Peppermint (Mentha x piperita) is a perennial herb with a
long history of use for digestive disorders. There is clinical and in vitro
research supporting this use. Peppermint oil is from the above ground parts.
The principal active components of peppermint oil are menthol, menthone, and
menthyl acetate. Laboratory studies indicate that peppermint oil may have
analgesic, anticancer, antimicrobial, antiparasitic, antitussive,
gastrointestinal, and respiratory effects. This report is a systematic review
of peppermint.
Electronic databases including AMED, CANCERLIT, CINAHL,
CISCOM, EMBASE, Medline, HerbMed, and NAPRALERT were searched. The keywords
included 56 different search words related to mint. Hand searches of the
literature were also conducted. The studies were graded to reflect the level of
available scientific evidence supporting the efficacy of a therapy for a
specific indication. Grade A = strong evidence from greater than two properly
randomized controlled trials (RCT) and one meta-analysis or many RCTs and
laboratory studies. Grade B = good scientific evidence from 1-2 proper RCT, or
one meta-analysis, or one clinical study and laboratory research. Grade C =
unclear or conflicting scientific evidence from more than one small RCT without
adequate size, quality, etc, or conflicting evidence from multiple RCTs, or one
clinical report with no laboratory studies.
There were no indications rated Grade A. The following
indications were rated a Grade B: colonic spasm (colonoscopy or barium enema),
cough, dyspepsia, gastric spasm (endoscopy), irritable bowel syndrome, and
tension headache (topical). The following indications were rated a Grade C: abdominal
distention, asthma, esophageal spasm, nasal congestion, post-herpetic
neuralgia, post-operative nausea (inhalation), stroke recovery specifically
hemiplegic shoulder pain, and vigilance improvement in brain injury
(aromatherapy).
Based on the evidence the authors conclude that there is
insufficient evidence to determine the efficacy or recommend peppermint oil for
colonic spasm during barium enemas or colonoscopies, cough management,
dyspepsia (upper abdominal pain and bloating), gastric spasm during endoscopy,
irritable bowl syndrome, tension headache, abdominal distention, esophageal
spasm, intestinal spasm, nasal congestion, pre-herpetic neuralgia,
post-operative nausea, stroke recovery-hemiplegic shoulder pain, tuberculosis,
and vigilance improvement in brain injury.

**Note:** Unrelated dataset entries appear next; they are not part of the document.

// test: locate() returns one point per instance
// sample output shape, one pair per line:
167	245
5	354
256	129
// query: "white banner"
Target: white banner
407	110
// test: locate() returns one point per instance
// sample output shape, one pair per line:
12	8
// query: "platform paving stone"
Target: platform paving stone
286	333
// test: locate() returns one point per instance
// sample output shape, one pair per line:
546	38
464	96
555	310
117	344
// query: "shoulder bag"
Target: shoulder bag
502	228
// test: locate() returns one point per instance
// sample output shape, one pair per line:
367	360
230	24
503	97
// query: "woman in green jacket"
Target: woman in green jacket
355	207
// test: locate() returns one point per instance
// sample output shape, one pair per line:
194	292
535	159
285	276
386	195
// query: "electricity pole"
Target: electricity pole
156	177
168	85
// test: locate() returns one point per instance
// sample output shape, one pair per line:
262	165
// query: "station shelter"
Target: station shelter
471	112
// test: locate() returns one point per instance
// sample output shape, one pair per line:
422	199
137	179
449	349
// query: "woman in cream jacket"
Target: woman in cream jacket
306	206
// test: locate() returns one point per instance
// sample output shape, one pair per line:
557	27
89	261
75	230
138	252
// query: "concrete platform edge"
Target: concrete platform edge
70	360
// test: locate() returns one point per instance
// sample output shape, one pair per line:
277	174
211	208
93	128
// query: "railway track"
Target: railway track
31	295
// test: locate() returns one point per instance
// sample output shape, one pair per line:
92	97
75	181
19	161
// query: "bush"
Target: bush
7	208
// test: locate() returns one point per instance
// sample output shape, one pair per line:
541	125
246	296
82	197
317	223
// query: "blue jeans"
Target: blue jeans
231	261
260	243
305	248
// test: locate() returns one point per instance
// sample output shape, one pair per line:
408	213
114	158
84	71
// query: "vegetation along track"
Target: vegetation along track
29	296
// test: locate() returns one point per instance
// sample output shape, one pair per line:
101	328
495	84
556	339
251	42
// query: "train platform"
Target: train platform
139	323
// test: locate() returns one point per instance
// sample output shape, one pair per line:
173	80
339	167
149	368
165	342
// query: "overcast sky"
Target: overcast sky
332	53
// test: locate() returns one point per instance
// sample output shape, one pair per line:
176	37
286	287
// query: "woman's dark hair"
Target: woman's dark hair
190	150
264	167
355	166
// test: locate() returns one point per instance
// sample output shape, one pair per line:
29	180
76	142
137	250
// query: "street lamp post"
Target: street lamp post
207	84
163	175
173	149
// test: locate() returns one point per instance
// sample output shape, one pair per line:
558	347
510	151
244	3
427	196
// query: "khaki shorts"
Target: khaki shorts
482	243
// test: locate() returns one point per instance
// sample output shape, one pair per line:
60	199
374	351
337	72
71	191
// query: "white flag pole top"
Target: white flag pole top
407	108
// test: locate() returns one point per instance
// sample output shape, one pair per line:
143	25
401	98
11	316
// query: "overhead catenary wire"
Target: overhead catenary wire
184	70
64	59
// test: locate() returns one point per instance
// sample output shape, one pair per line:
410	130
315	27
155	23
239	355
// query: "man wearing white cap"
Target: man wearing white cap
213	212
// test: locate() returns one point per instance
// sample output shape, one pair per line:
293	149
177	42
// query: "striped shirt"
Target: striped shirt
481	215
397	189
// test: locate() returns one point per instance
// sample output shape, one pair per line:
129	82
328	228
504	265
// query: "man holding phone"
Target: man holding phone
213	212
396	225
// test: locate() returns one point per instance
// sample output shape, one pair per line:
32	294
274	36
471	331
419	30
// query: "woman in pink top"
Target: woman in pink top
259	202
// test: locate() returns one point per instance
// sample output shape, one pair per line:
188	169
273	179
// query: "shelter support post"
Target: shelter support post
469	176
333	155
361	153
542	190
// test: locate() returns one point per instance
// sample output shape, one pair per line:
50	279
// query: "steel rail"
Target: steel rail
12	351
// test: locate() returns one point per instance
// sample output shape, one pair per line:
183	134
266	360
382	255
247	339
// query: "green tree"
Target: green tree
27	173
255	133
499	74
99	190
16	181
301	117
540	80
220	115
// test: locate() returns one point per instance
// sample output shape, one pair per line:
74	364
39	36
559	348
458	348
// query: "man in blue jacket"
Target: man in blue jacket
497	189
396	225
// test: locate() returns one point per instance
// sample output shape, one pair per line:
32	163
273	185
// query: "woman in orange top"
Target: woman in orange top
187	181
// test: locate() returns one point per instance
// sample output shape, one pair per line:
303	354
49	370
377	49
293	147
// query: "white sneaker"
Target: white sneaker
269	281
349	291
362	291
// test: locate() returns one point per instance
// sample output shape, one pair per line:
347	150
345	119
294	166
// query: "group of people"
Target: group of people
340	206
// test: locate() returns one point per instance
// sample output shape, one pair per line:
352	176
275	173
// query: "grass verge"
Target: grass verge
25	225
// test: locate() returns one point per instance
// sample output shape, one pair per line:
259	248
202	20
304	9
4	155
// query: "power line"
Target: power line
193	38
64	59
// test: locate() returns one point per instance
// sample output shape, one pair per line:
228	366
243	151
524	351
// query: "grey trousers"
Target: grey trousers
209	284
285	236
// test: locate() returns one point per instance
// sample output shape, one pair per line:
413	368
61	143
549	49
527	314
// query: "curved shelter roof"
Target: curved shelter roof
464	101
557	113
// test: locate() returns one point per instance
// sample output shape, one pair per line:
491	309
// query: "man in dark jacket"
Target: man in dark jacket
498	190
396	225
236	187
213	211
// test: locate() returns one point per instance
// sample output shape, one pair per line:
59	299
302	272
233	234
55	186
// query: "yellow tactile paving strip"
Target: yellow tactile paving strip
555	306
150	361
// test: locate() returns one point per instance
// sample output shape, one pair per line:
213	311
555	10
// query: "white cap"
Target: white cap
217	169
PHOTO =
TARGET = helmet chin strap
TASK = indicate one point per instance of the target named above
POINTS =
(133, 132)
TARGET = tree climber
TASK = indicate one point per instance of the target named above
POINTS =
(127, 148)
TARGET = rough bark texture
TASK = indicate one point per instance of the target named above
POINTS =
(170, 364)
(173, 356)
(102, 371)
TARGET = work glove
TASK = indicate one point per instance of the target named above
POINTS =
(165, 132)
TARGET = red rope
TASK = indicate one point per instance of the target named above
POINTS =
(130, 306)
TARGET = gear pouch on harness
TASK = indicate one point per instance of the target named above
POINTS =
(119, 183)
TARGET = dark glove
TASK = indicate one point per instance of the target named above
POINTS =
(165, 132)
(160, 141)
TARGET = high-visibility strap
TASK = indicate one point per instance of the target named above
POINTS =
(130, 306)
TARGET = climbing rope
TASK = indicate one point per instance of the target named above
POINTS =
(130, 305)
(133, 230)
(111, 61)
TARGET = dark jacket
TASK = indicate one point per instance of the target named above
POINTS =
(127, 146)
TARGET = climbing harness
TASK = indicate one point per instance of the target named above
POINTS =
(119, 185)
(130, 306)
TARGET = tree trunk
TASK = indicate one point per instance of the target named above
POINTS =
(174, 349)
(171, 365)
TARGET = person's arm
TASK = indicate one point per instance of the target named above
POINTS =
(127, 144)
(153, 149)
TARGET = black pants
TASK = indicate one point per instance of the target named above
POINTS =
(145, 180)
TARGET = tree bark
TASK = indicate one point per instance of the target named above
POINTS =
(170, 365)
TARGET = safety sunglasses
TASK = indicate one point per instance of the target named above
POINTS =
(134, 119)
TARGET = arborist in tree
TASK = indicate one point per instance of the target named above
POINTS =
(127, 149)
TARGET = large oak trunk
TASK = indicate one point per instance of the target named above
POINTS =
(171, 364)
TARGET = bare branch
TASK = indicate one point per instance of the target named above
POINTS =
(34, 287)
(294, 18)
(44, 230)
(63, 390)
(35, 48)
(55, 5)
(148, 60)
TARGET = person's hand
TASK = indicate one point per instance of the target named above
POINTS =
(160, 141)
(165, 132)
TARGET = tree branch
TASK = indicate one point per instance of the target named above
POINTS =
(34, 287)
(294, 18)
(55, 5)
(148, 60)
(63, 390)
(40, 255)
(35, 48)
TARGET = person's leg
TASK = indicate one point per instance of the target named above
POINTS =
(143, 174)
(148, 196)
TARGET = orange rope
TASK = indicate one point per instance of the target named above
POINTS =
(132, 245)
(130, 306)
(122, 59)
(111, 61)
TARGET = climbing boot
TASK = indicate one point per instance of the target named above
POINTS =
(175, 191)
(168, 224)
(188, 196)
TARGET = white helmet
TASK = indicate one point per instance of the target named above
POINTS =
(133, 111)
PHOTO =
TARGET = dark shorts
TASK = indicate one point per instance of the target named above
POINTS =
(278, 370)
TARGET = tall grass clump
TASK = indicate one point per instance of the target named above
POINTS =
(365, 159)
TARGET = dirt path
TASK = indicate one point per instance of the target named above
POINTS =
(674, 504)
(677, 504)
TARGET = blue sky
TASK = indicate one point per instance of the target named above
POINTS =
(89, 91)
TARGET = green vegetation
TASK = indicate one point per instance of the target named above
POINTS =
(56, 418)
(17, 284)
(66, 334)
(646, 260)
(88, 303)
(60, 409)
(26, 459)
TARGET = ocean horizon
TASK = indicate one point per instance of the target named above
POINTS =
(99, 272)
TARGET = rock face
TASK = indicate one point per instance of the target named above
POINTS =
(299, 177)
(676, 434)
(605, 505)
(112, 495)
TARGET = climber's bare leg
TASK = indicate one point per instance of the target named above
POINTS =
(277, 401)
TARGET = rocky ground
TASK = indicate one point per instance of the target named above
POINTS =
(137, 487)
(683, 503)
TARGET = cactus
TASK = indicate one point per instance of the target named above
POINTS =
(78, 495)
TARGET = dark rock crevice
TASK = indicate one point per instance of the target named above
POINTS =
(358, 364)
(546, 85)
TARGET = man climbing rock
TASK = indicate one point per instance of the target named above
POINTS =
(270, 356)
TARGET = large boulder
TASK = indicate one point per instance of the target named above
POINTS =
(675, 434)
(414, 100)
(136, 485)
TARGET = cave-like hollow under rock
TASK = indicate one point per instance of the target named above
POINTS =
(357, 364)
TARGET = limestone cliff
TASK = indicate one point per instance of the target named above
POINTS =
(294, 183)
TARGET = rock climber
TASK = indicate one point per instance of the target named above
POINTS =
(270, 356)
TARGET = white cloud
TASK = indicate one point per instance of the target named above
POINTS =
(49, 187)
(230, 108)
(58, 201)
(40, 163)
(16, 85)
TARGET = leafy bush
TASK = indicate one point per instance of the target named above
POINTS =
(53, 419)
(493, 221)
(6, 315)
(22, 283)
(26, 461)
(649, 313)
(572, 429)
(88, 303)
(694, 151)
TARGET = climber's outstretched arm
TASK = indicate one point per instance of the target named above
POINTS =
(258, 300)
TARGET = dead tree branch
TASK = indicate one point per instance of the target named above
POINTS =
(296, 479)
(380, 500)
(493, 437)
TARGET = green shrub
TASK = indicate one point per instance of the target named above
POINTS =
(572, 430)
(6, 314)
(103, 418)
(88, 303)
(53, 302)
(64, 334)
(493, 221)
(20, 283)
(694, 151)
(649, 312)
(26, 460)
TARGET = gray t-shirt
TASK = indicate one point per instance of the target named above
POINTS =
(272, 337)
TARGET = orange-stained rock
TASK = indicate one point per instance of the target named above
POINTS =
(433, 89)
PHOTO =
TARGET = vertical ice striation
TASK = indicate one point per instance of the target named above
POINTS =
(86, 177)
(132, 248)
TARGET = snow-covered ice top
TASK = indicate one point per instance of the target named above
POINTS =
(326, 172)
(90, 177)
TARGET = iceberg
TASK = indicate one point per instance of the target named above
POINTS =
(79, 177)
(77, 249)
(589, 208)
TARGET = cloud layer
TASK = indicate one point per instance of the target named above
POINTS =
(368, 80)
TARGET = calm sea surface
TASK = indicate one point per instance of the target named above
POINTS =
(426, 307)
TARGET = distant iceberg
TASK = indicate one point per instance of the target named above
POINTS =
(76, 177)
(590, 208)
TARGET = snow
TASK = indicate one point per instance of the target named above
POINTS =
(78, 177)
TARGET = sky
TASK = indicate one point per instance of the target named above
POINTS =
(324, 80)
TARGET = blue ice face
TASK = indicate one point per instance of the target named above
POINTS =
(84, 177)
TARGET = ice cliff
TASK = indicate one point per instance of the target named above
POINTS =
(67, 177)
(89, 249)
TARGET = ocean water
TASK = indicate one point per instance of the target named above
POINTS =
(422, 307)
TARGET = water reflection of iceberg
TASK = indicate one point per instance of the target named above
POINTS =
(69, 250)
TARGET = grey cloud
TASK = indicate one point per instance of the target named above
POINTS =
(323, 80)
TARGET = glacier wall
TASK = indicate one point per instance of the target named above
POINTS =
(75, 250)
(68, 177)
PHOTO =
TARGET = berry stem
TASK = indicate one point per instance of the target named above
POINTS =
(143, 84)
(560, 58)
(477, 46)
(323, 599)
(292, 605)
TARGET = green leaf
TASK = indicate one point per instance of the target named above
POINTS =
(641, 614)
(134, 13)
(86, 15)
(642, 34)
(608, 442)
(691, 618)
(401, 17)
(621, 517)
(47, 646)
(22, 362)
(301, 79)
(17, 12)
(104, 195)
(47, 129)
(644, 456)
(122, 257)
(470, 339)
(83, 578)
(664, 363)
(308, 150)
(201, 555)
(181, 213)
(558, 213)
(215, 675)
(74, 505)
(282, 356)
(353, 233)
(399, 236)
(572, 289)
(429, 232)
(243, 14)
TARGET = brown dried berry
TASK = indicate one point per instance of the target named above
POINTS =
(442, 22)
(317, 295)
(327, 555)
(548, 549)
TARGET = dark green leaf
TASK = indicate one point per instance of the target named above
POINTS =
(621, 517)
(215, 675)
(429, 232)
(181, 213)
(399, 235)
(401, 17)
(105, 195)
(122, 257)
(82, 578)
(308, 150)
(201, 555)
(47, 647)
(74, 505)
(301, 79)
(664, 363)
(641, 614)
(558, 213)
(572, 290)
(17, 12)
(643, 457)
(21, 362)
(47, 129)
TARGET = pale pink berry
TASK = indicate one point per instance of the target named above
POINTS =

Peppermint is generally regarded as safe when taken in small
doses (up to 270 mg) and in an infusion. Peppermint oil is likely safe in
children when used orally in amounts commonly found in food. It is possibly
safe when used orally or topically at medicinal doses. Enteric-coated
peppermint oil capsules are possibly safe when given to children older than 8
years and when used under medical supervision. Peppermint oil is possibly
unsafe when used by patients with gastroesophageal reflux disease (GERD),
hiatal hernia, or kidney stones. It is likely unsafe when topical menthol is
used at excessive doses, as when it is used along with heat. Oral peppermint
oil has caused tongue spasms, apnea (stop breathing), laryngeal and bronchial
spasm, and acute respiratory distress/arrest in infants and small children.
Peppermint oil is unlikely safe when used orally in pregnant women in large
doses—it may induce menstruation. Peppermint oil should not be injected.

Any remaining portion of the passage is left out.